Output shape: torch.Size([1, 6, 30, 30])

⚠️

Common Pitfalls

Common mistakes when using Conv2d include:

Not matching in_channels to the input tensor's channel size.
Forgetting that input tensors must be 4D: (batch_size, channels, height, width).
Ignoring how kernel_size, stride, and padding affect output size.
Using incorrect padding causing output size to shrink unexpectedly.

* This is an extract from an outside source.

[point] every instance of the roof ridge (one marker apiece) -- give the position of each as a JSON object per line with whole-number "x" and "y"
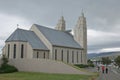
{"x": 47, "y": 27}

Always check tensor shapes before and after convolution to avoid shape mismatch errors.

python

import torch
import torch.nn as nn

# Wrong: input channels mismatch
conv_wrong = nn.Conv2d(in_channels=1, out_channels=4, kernel_size=3)
input_wrong = torch.randn(1, 3, 28, 28)  # 3 channels but conv expects 1

try:
    output_wrong = conv_wrong(input_wrong)
except Exception as e:
    print('Error:', e)

# Right: matching input channels
conv_right = nn.Conv2d(in_channels=3, out_channels=4, kernel_size=3)
output_right = conv_right(input_wrong)
print('Output shape:', output_right.shape)

Output

Error: Given groups=1, weight of size [4, 1, 3, 3], expected input[1, 3, 28, 28] to have 1 channels, but got 3 channels instead Output shape: torch.Size([1, 4, 26, 26])

📊

Quick Reference

Parameter	Description	Default
in_channels	Number of channels in input image	Required
out_channels	Number of filters (output channels)	Required
kernel_size	Size of convolution kernel (int or tuple)	Required
stride	Step size for sliding kernel	1
padding	Zero-padding added to both sides	0
dilation	Spacing between kernel elements	1
groups	Number of blocked connections	1
bias	If True, adds a learnable bias	True

✅

Key Takeaways

Use torch.nn.Conv2d with correct in_channels matching your input tensor channels.

Input to Conv2d must be 4D: (batch_size, channels, height, width).

Kernel size, stride, and padding control output spatial dimensions.

Check tensor shapes before and after convolution to avoid errors.

Conv2d layers extract spatial features by sliding filters over images.